Muerte accidental de un
anarquista es quizás la obra más conocida del dramaturgo italiano. El contexto
político social en el que se produce, es el de una Italia en la que se desata
una “estrategia de la tensión” de clara tendencia fascista, que consiste en
provocar una fuerte represión de las fuerzas progresistas, a través de varios
atentados a lo largo y lo ancho del país. Uno de los acontecimientos más
sangrientos es el de los atentados de Milán en 1969, y en especial el que
ocurre en un banco de Piazza Fontana. El sospechoso detenido como posible
culpable del atentado, es un ferroviario que supuestamente se suicida cayendo
de una de las ventanas de la Jefatura de Policía de Milán. Un año más tarde, se
estrena Muerte accidental de un anarquista en las naves de una antigua fábrica
de Milán, al no poder ser representada en ningún escenario del gran urbe.

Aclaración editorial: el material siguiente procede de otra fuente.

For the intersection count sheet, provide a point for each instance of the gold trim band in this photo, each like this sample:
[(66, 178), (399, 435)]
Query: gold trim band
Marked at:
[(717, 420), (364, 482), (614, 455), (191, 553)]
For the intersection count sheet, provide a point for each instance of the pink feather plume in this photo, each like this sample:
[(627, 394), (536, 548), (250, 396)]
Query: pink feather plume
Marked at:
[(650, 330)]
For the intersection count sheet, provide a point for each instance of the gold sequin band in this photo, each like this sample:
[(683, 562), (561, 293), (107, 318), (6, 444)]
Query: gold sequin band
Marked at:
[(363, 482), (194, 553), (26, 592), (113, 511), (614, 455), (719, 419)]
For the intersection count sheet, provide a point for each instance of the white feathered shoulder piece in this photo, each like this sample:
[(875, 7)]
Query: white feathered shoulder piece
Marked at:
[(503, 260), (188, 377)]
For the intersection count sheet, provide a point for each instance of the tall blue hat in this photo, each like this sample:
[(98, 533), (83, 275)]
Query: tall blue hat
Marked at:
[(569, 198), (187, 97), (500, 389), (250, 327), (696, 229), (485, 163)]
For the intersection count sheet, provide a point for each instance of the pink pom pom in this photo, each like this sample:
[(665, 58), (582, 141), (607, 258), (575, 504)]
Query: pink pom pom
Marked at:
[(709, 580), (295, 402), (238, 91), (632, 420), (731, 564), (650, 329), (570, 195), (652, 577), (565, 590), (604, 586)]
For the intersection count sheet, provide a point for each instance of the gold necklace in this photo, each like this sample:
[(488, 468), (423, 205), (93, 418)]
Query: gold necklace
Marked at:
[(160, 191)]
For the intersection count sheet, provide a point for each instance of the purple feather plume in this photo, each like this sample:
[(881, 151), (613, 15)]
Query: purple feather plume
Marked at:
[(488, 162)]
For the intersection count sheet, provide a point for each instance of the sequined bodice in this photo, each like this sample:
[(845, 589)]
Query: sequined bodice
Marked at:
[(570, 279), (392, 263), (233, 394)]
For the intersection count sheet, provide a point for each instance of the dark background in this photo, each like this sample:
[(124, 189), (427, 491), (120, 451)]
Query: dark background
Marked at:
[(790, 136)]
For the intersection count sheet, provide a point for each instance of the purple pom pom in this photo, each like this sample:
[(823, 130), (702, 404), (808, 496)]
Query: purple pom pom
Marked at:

Para contar la historia del
ferroviario Pinelli, Fo utiliza un artificio que introduce en el prólogo. La
historia se presenta como un suceso que había ocurrido en 1921 en Estados
Unidos. Sin embargo, Fo continúa diciendo que “Para actualizar la historia, haciéndola
al tiempo más dramática, nos hemos tomado la libertad de recurrir a uno de esos
trucos que se suelen emplear en el teatro: hemos trasladado la historia a
nuestros días, y la hemos ambientado, no ya en Nueva York, sino en una ciudad
italiana cualquiera…por ejemplo, en Milán.”